Tonight our cocoon of silence will be pierced by a family with two lively and lovely young men. If the nice weather continues we will show them all the nice spots in ‘la bella Toscana’. The menu for the following days will hopefully satisfy their appetite after a nice day outside.
After a long travel time a home made pizza will probably be a success. La pizzaiola is a concentrated tomato sauce which will be the first thin layer on the dough. For the dough of a pizza use a ready made one, or make one yourself. I took a solution in between and bought a mix for pizza dough where you just have to add water and yeast. Take time for the dough to rise. Roll it in the size of your baking sheets. Fry 1 finely chopped onion and 4 garlic cloves in some olive oil. Add 1 spoon of dry basil, 1 small can of peeled tomatoes. Let simmer and stir now and again. Normally I would surely add a spicy pepper, but not spicy is better than too spicy for the following days. Add salt and pepper by the taste. The sauce has to become concentrated.

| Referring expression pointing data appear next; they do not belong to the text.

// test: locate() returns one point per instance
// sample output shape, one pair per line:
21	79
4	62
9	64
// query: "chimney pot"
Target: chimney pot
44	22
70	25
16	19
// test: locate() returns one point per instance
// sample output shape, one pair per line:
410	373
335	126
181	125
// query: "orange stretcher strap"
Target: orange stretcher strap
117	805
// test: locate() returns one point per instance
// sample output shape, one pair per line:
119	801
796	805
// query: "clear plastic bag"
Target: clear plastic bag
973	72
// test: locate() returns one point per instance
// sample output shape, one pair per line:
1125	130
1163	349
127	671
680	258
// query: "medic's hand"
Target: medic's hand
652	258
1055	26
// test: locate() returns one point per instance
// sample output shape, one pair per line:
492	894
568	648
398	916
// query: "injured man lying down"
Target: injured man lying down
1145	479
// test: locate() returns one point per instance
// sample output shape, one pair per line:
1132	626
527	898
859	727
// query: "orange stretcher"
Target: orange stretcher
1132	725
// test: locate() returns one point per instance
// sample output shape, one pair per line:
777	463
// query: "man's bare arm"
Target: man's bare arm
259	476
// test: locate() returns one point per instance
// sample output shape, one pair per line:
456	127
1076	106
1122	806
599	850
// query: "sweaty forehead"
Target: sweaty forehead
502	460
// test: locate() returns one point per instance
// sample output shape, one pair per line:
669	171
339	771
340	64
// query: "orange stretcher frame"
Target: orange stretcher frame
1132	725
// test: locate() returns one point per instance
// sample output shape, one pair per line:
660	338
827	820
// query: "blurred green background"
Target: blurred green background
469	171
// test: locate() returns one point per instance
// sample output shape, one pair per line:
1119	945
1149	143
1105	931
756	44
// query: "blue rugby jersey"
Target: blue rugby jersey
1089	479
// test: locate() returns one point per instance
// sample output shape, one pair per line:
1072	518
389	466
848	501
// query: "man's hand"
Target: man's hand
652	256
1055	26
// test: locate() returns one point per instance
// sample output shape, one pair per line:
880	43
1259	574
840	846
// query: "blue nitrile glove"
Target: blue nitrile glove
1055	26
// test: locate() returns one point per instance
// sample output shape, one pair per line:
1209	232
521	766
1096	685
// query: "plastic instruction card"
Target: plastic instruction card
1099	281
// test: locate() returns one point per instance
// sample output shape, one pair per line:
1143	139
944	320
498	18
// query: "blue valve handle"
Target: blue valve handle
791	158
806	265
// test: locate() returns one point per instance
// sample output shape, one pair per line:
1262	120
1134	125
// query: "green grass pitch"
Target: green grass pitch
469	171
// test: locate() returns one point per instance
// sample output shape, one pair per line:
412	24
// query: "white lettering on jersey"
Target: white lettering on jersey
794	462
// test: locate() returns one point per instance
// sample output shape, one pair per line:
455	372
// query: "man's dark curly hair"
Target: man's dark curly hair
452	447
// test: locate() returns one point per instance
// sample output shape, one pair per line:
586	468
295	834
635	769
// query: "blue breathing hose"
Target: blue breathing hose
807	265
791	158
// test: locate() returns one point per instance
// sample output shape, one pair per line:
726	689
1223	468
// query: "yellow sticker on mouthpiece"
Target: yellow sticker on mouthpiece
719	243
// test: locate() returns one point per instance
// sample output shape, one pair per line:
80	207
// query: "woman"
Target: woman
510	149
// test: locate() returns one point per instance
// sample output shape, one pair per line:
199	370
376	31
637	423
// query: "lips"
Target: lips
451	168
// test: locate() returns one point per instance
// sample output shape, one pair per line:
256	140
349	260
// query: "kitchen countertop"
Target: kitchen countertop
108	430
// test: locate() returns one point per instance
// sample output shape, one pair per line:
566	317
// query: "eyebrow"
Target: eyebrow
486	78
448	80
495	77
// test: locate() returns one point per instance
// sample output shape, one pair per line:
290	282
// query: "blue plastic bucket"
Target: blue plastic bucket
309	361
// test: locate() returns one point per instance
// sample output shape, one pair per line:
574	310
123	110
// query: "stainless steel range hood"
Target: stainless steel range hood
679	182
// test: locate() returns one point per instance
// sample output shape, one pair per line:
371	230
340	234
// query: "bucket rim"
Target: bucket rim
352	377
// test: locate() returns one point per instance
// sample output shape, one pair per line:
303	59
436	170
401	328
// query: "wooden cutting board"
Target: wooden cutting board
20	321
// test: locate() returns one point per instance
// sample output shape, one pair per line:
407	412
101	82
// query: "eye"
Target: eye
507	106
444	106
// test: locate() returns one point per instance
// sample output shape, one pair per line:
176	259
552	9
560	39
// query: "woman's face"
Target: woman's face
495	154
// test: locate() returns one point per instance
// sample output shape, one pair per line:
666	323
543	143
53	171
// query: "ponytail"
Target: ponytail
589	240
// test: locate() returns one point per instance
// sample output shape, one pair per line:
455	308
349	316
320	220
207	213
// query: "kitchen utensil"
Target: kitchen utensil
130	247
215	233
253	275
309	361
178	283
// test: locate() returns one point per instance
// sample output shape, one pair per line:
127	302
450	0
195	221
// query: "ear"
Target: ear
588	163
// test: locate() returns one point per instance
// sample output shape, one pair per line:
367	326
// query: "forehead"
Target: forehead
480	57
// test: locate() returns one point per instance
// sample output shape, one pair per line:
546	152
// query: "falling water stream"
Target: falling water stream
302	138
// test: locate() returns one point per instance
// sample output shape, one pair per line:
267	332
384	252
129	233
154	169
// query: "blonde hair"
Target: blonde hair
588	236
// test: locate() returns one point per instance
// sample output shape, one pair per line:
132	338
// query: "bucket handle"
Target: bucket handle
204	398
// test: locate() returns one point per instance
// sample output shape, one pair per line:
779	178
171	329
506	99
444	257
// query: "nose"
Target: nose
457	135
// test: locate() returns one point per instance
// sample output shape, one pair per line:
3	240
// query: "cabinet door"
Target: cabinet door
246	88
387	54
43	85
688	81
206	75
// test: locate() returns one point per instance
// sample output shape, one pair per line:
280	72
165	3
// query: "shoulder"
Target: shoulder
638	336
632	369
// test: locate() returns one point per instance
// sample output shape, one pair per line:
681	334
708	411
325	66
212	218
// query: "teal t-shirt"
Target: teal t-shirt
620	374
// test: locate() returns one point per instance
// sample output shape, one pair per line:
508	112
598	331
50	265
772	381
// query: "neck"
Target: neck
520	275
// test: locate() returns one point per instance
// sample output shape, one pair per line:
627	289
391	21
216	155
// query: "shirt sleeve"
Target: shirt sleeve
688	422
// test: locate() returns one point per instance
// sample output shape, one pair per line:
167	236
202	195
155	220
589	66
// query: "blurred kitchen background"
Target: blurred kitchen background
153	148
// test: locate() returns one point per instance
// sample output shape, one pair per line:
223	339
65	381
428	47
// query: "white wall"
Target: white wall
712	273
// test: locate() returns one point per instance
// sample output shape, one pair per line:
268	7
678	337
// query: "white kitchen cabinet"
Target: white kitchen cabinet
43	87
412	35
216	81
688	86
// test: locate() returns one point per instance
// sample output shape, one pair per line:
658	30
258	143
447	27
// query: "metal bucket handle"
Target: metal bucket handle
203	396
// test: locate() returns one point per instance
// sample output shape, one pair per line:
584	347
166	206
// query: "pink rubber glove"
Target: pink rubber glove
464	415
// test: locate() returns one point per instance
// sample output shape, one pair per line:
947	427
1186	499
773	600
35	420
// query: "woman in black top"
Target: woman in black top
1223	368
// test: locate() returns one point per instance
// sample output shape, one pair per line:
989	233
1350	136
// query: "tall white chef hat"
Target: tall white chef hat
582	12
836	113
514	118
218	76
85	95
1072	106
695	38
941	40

After preparing the dough and the pizzaiola you can start creating different pizzas. On request we go for a tropical version and a simple Margherita. For the tropical pizza add drained pineapple slices (10 slices) out of a can, tuna out of a can ( 2 cans ) and mozzarella on top. For the Margherita add slices of fresh tomato, fresh basil and mozzarella. To get a different taste a thin puff pastry covered with a layer of 250 grams of ricotta , 2 tablespoons of fresh chopped parsley, chopped garlic and a lot of pepper (Yes!), thin red onion rings of 1 large onion marinated in 2 table spoons of red wine vinegar and 2 table spoons of dry thyme, black olives and salted anchovies (pissaladière-like version).